Zwischen Wahn und Wirklichkeit
Flüchtige FreundeDie amerikanische Autorin Anna Caritj verwebt in ihrem atmosphärischen Debütroman „Flüchtige Freunde“ die mentale Entwicklung einer jungen, instabilen Frau mit einem mysteriösen Vermisstenfall an einem ...
Die amerikanische Autorin Anna Caritj verwebt in ihrem atmosphärischen Debütroman „Flüchtige Freunde“ die mentale Entwicklung einer jungen, instabilen Frau mit einem mysteriösen Vermisstenfall an einem Campus.

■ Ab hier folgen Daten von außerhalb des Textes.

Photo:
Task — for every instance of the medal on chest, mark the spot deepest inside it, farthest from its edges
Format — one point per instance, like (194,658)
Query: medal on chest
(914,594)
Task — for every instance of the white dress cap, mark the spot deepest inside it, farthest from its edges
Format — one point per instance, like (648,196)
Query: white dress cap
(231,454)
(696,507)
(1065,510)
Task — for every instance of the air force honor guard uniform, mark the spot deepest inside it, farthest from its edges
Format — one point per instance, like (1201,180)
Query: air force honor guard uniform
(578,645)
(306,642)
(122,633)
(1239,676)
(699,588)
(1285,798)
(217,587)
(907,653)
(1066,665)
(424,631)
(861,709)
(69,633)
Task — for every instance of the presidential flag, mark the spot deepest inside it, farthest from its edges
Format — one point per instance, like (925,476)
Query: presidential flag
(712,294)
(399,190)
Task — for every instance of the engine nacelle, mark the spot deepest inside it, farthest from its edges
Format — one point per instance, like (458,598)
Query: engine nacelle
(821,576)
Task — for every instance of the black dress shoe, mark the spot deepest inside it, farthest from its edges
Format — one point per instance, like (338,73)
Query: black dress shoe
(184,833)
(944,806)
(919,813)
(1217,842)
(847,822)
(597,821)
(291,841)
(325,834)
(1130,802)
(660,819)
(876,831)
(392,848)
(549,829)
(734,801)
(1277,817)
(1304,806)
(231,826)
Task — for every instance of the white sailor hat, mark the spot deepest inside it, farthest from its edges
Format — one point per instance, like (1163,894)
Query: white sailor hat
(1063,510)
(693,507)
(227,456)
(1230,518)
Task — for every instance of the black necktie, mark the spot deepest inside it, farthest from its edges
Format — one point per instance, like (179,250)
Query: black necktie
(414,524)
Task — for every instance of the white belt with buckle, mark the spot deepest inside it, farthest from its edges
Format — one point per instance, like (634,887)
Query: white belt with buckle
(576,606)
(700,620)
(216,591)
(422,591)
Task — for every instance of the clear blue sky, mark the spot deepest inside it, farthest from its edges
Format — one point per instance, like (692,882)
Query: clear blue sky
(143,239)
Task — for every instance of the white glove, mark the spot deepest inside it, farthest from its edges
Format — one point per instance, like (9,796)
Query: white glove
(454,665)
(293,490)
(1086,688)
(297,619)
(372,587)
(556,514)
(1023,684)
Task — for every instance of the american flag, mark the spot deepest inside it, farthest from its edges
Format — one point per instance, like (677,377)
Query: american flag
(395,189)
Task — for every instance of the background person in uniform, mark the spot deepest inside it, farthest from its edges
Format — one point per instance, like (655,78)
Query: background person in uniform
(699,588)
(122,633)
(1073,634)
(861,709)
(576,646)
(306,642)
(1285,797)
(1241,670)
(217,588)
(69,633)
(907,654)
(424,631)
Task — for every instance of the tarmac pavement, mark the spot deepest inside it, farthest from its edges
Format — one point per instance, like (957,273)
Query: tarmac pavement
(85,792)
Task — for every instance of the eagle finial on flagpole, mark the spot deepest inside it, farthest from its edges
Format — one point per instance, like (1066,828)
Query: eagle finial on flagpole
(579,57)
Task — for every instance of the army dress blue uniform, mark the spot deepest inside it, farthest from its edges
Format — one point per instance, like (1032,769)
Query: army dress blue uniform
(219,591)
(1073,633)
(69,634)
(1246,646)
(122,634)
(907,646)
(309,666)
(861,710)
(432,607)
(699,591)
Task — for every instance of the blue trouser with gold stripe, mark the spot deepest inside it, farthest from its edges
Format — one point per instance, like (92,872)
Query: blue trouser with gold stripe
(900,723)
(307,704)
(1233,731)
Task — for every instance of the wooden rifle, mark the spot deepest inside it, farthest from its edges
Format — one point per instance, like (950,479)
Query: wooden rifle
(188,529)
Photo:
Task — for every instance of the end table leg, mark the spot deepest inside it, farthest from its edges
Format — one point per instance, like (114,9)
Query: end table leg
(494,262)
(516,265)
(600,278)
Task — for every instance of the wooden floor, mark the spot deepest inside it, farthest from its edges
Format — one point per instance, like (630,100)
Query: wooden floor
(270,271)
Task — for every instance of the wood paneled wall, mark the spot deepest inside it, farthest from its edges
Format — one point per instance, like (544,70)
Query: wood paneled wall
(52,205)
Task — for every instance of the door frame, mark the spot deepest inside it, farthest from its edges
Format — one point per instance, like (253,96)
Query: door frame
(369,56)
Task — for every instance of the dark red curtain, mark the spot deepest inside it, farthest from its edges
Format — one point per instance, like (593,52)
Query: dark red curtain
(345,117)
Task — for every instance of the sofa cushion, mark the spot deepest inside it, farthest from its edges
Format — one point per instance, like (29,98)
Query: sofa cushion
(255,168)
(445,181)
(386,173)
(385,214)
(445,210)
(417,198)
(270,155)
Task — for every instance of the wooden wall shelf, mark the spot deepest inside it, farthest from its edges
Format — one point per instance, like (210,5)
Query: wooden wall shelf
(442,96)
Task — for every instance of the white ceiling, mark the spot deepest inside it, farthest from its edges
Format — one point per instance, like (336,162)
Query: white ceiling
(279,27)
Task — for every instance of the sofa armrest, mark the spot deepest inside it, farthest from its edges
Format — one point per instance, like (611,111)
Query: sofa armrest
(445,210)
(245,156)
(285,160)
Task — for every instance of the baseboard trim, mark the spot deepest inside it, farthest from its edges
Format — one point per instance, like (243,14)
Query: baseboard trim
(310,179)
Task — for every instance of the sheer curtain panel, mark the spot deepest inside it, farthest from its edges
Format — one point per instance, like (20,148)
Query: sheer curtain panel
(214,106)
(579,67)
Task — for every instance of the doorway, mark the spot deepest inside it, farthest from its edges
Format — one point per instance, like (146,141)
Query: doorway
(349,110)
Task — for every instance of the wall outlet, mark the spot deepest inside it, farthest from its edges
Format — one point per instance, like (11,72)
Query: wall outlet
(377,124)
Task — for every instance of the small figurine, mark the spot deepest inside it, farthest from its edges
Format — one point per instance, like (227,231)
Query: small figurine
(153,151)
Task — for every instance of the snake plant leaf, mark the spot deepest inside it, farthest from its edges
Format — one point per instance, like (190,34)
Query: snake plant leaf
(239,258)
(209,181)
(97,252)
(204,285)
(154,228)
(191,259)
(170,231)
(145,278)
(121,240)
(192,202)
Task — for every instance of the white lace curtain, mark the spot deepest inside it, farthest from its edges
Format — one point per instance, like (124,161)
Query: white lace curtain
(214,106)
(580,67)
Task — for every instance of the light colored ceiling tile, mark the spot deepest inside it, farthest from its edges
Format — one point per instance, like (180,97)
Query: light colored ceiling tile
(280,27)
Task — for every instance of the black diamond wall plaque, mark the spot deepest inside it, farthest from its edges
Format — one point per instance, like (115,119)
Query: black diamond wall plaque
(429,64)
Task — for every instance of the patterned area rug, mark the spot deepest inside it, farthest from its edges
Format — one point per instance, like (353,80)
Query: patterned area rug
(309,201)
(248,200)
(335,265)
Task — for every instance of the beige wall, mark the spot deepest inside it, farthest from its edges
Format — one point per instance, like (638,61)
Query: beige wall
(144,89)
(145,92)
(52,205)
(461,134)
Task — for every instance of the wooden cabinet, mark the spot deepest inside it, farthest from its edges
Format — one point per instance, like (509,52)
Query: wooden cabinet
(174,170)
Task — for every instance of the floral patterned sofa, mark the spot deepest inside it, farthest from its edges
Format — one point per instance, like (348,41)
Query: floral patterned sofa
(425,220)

Leda ist an ihrer Universität in einer Schwesternschaft – nach dem Tod ihrer Mutter, den sie noch nicht verarbeitet hat und als Trauma in sich verkapselt trägt, verspricht sie sich dort Halt und Zugehörigkeit. Nach einer exzessiven Partynacht an Halloween, bei denen viele junge Männer und Frauen jegliche Hemmungen verlieren, wacht Leda ohne Erinnerung und einer blutigen Lippe auf. Sie fragt sich, ob sie in dieser Nacht Sexualverkehr mit ihrem Schwarm Ian hatte und ob dieser einvernehmlich war. Und gleichzeitig verschwindet nach dieser Party ihre flüchtige Bekannte im Schwanenkostüm Charlotte und ist nicht auffindbar. Wurde sie vergewaltigt und umgebracht?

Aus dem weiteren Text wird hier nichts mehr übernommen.